Search code examples
regexawksedfastareformat

How can i remove a line only if it is followed by a line that starts with the same character?


I need some help with sed or awks.

How can i remove a line only if it is followed by a line that starts with the same character (in this case >)?

Example I have this:

>1_SRR1422294
ATCGTCAGGTAGGGTTGCGCTCGTTGCGGGACTTAACCCAACATCTCACGACACGAGCTGACGACAGCCATGCAT
>2_SRR1422294
CGTCAGACGTAGGGTTGCGCTCGTTGCGGGACTTAACCCAACATCTCACGACACGAGCTGACGACAGCCATGCAG
>5_SRR1422298
>5_SRR1422294
CGTCAGACGTAGGGTTGCGCTCGTTGCGGGACTTAACCCAACATCTCACGACACGAGCTGACGACAGCCATGCAG
>6_SRR1422294
>6_SRR1422250
TGTTCATGGTAGGGTTGCGCTCGTTGCGGGACTTAACCCACATCTCACGACACGAGCTGACGACAGCCATGCAGC
>9_SRR1422294
GCGACTAGGTAGGGTTGCGCTCGTTGCGGGACTTAACCCACATCTCACGACACGAGCTGACGACAGCCATGCAGC

I want to get this:

>1_SRR1422294
ATCGTCAGGTAGGGTTGCGCTCGTTGCGGGACTTAACCCAACATCTCACGACACGAGCTGACGACAGCCATGCAT
>2_SRR1422294
CGTCAGACGTAGGGTTGCGCTCGTTGCGGGACTTAACCCAACATCTCACGACACGAGCTGACGACAGCCATGCAG
>5_SRR1422294
CGTCAGACGTAGGGTTGCGCTCGTTGCGGGACTTAACCCAACATCTCACGACACGAGCTGACGACAGCCATGCAG
>6_SRR1422250
TGTTCATGGTAGGGTTGCGCTCGTTGCGGGACTTAACCCACATCTCACGACACGAGCTGACGACAGCCATGCAGC
>9_SRR1422294
GCGACTAGGTAGGGTTGCGCTCGTTGCGGGACTTAACCCACATCTCACGACACGAGCTGACGACAGCCATGCAGC

Note that not all the lines have the same numbers but they all have the same format, which is why I want to use regular expressions. If you could explain how to read the code you produce that would be really great.

Thank you so much!


Solution

  • If the whole file follows that pattern (some number of lines starting with >, of which you want only the last, followed by a single line that should always be printed), you could use something like this:

    awk '/^>/ { latest=$0 } !/^>/ { if (latest) { print latest; latest="" } print }'
    

    If the line starts with >, then it is remembered (stored in the variable latest) but not printed. If the line doesn't start with >, then it is printed, but only after first printing whatever was most recently stored in latest.
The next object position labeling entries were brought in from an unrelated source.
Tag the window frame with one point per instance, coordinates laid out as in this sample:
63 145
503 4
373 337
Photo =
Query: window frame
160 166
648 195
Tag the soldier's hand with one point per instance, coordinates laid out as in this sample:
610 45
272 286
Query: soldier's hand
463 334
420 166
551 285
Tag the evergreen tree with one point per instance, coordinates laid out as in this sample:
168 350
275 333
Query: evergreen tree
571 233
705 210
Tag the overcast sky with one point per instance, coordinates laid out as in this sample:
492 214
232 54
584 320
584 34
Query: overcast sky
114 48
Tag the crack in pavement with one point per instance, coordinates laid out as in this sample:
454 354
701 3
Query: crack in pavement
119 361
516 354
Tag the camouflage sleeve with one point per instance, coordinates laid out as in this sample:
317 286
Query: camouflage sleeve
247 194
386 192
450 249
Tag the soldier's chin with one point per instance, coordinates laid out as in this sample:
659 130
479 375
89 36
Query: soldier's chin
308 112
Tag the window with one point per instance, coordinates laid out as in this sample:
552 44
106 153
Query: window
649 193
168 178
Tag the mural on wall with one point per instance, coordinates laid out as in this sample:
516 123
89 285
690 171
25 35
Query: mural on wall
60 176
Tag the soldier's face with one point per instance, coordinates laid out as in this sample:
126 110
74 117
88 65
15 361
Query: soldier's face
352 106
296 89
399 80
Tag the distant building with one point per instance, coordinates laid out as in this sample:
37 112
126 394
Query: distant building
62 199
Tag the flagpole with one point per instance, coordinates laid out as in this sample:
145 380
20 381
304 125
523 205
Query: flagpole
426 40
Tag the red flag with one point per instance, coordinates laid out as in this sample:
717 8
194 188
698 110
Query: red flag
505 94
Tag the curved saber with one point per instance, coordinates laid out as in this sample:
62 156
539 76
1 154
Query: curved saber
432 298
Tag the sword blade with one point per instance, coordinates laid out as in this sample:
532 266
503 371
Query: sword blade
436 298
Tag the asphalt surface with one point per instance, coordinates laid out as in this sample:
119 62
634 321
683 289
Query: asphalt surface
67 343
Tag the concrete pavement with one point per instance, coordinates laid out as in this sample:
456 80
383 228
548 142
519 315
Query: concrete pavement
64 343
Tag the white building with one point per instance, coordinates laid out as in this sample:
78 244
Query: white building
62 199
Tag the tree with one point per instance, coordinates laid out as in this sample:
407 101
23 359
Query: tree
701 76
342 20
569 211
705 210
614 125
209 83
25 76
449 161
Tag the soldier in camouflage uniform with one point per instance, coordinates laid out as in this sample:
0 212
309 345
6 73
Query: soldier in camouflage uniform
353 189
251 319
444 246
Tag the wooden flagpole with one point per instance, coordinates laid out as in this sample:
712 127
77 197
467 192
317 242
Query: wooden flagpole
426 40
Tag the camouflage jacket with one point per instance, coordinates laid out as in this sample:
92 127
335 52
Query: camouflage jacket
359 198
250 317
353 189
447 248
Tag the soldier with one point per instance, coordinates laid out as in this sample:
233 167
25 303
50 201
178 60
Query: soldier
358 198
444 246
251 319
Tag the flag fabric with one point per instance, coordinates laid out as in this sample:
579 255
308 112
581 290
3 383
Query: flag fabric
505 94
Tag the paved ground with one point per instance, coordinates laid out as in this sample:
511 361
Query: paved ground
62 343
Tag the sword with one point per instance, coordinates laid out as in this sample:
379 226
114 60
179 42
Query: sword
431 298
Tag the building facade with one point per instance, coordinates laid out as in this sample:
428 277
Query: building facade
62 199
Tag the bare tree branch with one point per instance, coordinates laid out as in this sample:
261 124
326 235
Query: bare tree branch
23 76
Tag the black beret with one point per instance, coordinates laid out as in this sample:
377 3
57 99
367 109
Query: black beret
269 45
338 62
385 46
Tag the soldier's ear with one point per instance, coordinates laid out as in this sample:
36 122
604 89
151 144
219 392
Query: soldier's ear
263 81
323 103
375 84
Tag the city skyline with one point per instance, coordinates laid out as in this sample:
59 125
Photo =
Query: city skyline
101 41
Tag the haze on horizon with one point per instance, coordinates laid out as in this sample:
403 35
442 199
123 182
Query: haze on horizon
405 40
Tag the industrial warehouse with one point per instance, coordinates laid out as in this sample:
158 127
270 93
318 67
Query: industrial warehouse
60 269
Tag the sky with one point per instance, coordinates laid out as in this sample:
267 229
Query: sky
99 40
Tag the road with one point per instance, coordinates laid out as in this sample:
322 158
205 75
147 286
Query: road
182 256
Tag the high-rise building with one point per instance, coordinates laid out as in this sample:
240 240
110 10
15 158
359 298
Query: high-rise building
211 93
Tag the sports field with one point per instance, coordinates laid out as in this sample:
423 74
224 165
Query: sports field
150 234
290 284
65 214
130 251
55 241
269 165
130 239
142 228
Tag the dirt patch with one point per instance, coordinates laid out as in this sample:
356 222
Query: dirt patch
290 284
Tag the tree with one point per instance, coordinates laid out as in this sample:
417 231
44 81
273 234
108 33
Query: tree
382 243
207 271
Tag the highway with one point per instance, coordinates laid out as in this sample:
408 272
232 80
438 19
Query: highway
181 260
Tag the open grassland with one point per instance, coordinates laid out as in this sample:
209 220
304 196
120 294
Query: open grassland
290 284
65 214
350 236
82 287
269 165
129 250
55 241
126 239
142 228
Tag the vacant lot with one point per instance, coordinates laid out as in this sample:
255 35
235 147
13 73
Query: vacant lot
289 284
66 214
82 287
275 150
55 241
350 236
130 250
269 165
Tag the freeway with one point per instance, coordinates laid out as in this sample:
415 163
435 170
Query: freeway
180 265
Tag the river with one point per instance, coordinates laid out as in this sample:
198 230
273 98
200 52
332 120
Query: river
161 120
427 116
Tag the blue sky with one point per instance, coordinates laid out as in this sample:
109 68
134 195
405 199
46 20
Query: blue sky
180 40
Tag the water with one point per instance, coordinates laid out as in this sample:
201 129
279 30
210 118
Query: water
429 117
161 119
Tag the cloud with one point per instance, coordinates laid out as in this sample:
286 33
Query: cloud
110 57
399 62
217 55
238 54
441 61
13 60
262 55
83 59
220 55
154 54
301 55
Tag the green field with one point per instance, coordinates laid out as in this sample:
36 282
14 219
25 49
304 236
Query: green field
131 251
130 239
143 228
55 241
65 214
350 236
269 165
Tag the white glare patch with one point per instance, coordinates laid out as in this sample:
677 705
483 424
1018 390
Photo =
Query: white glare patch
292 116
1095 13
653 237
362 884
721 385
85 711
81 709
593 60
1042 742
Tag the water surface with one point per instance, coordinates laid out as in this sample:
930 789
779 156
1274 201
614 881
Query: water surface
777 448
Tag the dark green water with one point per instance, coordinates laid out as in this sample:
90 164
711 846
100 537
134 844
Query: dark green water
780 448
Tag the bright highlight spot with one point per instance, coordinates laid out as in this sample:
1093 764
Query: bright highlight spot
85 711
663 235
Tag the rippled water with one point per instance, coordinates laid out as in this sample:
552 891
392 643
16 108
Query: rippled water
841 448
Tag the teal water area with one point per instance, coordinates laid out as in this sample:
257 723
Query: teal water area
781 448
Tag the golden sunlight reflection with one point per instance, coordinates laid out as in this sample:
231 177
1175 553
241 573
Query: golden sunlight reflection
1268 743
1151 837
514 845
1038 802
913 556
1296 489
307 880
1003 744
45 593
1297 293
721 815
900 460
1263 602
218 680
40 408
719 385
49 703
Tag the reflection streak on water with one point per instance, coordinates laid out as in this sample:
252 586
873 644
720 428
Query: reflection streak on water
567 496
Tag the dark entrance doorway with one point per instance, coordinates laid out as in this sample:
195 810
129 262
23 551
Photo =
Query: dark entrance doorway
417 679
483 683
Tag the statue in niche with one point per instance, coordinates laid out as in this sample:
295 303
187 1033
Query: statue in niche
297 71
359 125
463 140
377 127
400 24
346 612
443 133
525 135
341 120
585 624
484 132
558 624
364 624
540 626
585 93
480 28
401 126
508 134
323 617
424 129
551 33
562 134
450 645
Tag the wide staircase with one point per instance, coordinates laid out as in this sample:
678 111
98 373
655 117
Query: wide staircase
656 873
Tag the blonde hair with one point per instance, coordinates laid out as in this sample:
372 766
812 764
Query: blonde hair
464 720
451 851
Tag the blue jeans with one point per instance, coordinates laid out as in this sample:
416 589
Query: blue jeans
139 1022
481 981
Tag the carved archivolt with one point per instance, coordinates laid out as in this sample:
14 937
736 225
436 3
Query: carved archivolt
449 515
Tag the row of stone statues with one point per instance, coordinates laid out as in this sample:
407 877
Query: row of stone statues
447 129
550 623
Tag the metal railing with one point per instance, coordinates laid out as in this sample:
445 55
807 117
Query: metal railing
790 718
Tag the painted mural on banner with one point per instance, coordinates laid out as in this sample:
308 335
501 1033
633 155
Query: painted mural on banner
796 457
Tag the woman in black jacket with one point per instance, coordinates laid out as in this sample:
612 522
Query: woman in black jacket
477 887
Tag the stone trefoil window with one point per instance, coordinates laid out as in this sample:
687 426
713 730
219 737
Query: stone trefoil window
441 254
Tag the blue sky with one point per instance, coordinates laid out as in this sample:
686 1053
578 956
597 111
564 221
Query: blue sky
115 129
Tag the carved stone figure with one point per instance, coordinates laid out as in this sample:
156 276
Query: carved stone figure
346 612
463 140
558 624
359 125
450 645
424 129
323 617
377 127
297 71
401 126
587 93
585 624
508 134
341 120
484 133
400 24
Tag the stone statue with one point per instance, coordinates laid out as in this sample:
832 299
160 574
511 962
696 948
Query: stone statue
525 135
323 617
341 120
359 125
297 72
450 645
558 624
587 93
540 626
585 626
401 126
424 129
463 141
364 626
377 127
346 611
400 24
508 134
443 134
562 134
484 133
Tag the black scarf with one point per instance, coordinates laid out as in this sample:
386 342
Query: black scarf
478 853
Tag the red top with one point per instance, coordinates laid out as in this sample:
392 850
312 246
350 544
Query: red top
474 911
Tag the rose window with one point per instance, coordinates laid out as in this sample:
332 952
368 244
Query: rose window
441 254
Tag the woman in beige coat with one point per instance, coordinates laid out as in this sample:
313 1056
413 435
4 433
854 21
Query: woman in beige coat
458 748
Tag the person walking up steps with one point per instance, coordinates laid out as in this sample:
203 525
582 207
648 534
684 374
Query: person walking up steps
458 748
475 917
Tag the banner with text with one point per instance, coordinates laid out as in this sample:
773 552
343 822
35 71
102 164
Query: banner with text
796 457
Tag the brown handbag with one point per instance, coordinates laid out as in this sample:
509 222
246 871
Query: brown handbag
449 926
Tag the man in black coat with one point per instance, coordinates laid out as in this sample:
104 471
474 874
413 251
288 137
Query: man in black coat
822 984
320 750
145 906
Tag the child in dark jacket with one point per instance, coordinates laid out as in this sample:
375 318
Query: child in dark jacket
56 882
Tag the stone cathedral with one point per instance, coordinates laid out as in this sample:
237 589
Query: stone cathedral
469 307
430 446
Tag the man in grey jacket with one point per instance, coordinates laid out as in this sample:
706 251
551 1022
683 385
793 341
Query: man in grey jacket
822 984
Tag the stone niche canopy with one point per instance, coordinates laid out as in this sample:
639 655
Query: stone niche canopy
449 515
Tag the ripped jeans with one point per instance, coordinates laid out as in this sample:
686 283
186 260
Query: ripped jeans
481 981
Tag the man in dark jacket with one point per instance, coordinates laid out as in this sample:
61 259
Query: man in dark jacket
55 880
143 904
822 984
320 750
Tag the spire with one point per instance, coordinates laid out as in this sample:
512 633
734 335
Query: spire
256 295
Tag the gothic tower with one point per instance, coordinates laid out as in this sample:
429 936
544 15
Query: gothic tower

    The conditional means each printed > line will appear only once, even if there are multiple non-> lines in a row. Since that doesn't happen in your sample data, you may not need the complication, and could use this simpler unconditional version:

    awk '/^>/ { latest=$0 } !/^>/ { print latest; print }'